<栄養素を無駄なく摂る食べ方:野菜編>

ひねショウガ(左)と新ショウガ
ひねショウガ(左)と新ショウガ

 香味野菜としておなじみのショウガは、肉や魚の臭み消しなどに効果を発揮するほか、独特の辛みや香りが食欲を増進させ、血行や発汗を促すなどさまざまな効能があります。

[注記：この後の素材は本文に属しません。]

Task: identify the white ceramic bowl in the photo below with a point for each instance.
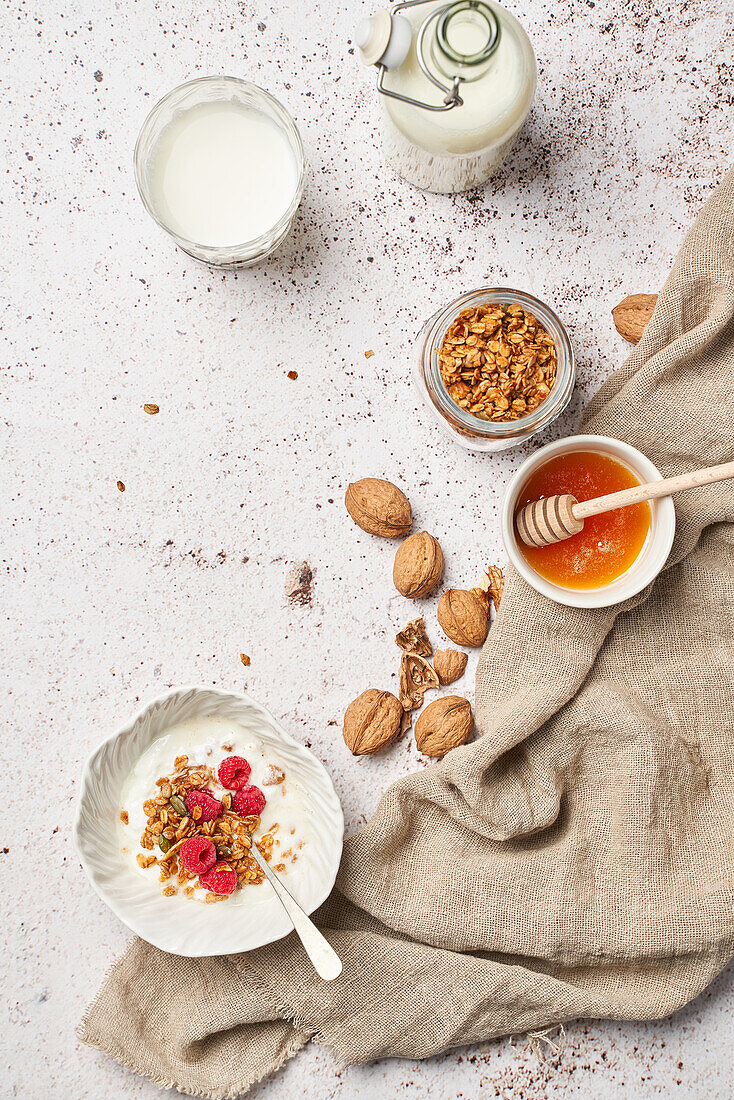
(652, 557)
(188, 927)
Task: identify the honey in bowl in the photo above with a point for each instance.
(609, 543)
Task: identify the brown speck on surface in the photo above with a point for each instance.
(298, 584)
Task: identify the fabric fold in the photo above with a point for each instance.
(577, 859)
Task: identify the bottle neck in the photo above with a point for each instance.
(466, 39)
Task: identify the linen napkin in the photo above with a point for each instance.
(577, 859)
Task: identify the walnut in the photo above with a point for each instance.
(491, 585)
(418, 565)
(449, 664)
(372, 722)
(633, 314)
(463, 616)
(445, 724)
(416, 678)
(414, 639)
(379, 507)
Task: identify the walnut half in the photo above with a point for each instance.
(414, 639)
(416, 678)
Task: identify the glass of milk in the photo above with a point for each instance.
(220, 166)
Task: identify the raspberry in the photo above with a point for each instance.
(219, 879)
(233, 772)
(198, 855)
(250, 800)
(209, 805)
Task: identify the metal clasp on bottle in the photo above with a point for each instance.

 5月頃から出回る新ショウガは、2~3カ月貯蔵されてから出荷されるひねショウガとは異なり、収穫後すぐに出荷されるもの。みずみずしさが特徴で、辛みが穏やかなため、甘酢漬けや炊き込みご飯などで、この季節にしか味わえないおいしさを楽しみましょう。

主な栄養素
 カルシウムやリンとともに、骨の代謝に関わるマンガンを多く含みます。独特の辛み成分はジンゲロールで、加熱するとショウガオールに変化し、血行促進や体を温めて発汗を促す効果があります。香り成分には胃腸の機能を高める作用があり、胃液の分泌を促して食欲を増進させます。ジンゲロールが分解して生成されるジンゲロンには、殺菌作用があります。

保存するなら
 風通しのよい場所であれば常温でも日持ちしますが、乾燥すると筋っぽくなるため、湿らせたキッチンペーパーか新聞紙で包み、ポリ袋に入れて冷蔵庫で保存します。すりおろすかみじん切りにし、冷凍保存しておいても重宝します。

栄養素を無駄なく摂るコツ
 辛みや香りの成分は細かくするほどよく働きます。肉や魚の臭み消しにはすりおろしたり、薄切りにするなどして加えましょう。また、ショウガにはタンパク質を分解する酵素が含まれるため、肉をショウガ汁に漬けるとやわらかく仕上がります。

 新ショウガは皮をむいて薄切りにし、甘酢に漬けるほか、せん切りにしてかき揚げや肉巻きにしたり、ソラ豆、グリーンピース、トウモロコシなどと一緒に炊き込みご飯にしてもおいしくいただけます。